12 APR - Uno studio dell'Istituto superiore di Sanità sul rischio arsenico a Latina, Roma e Viterbo evidenzia come nei cittadini di Viterbo dei 16 comuni della provincia, interessati dall'emergenza arsenico nell'acqua la concentrazione della sostanza nell'organismo è oltre il doppio rispetto a quella nella popolazione generale. Maggiori concentrazioni sono state rilevate anche nei bambini.
 
Ma a rischio sarebbero anche gli alimenti. Nei comuni del Lazio interessati dall'emergenza arsenico nell'acqua è a rischio anche la catena alimentare. Concentrazioni di arsenico superiori ai livelli consentiti sono state infatti rilevate, ad esempio, nel pane prodotto nell'area del viterbese. Su questo punto, però, nel pomeriggio è arrivata una nota dell’Iss che specifica come “in merito alle notizie circolate oggi relative allo studio sull'arsenico, l’Istituto Superiore di Sanità precisa che l’identificazione di alimenti, incluso il pane, con livelli di arsenico inorganico superiori a quelli misurati in aree non impattate, è servita a ricostruire il quadro dell’esposizione nella quale intervengono sia gli alimenti sia l’acqua, ma non rappresenta un pericolo per la salute. Non esistono limiti massimi stabiliti per legge sul contenuto di arsenico negli alimenti. E’ infondata la notizia di livelli di arsenico nel pane fuori norma. Inoltre, non vi sono evidenze del fatto che nella produzione alimentare siano mai state usate acque non conformi al limite fissato per l’arsenico, né nel Viterbese né altrove”.
 

 Tornando allo studio, le analisi dell'Istituto superiore della sanità sono state condotte su campioni di unghie e urine di 269 soggetti sani (da 1 a 88 anni di età) residenti nelle aree a rischio.

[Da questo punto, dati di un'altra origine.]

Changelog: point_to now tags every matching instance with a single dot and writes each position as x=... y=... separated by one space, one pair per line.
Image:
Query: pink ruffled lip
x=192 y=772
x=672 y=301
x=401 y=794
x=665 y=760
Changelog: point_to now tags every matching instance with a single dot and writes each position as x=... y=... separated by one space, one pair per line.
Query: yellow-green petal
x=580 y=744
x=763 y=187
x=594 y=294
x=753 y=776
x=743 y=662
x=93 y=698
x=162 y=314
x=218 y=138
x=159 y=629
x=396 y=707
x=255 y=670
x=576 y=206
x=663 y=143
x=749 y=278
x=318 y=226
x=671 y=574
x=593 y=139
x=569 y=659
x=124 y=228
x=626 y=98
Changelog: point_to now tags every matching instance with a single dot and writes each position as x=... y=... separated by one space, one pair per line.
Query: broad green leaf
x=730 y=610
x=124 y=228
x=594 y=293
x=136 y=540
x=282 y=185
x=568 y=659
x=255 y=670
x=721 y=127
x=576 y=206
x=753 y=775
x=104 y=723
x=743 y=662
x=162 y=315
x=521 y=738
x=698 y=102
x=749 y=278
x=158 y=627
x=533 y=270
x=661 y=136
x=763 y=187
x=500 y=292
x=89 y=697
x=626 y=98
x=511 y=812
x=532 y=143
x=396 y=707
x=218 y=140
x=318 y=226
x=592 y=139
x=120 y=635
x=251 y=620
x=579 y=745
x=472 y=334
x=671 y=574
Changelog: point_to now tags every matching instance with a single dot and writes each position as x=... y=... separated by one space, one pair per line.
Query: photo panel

Nei viterbesi, la concentrazione della sostanza nelle unghie è risultata pari a 200 nanogrammi per grammo contro gli 82 nanogrammi di un gruppo di controllo nella popolazione generale. Per l'Organizzazione mondiale della sanità (Oms) l'arsenico è un elemento cancerogeno per il quale l'Ue ha disposto già dal 2001 precisi limiti.
 
 “Il sistema si è attivato, ma no agli allarmismi: ora ci sono i dati per intervenire in maniera adeguata ed equilibrata", è stato il commento del ricercatore dell'Iss, Francesco Cubadda, responsabile dello studio. In termini di valutazione del rischio, ha precisato l'esperto, "bisogna sottolineare che 'esposizione' non equivale automaticamente a 'rischio per la salute', poiché vi è ancora incertezza sull'esistenza o meno di effetti dell'arsenico inorganico ai livelli espositivi misurati nelle province del Lazio interessate dallo studio”.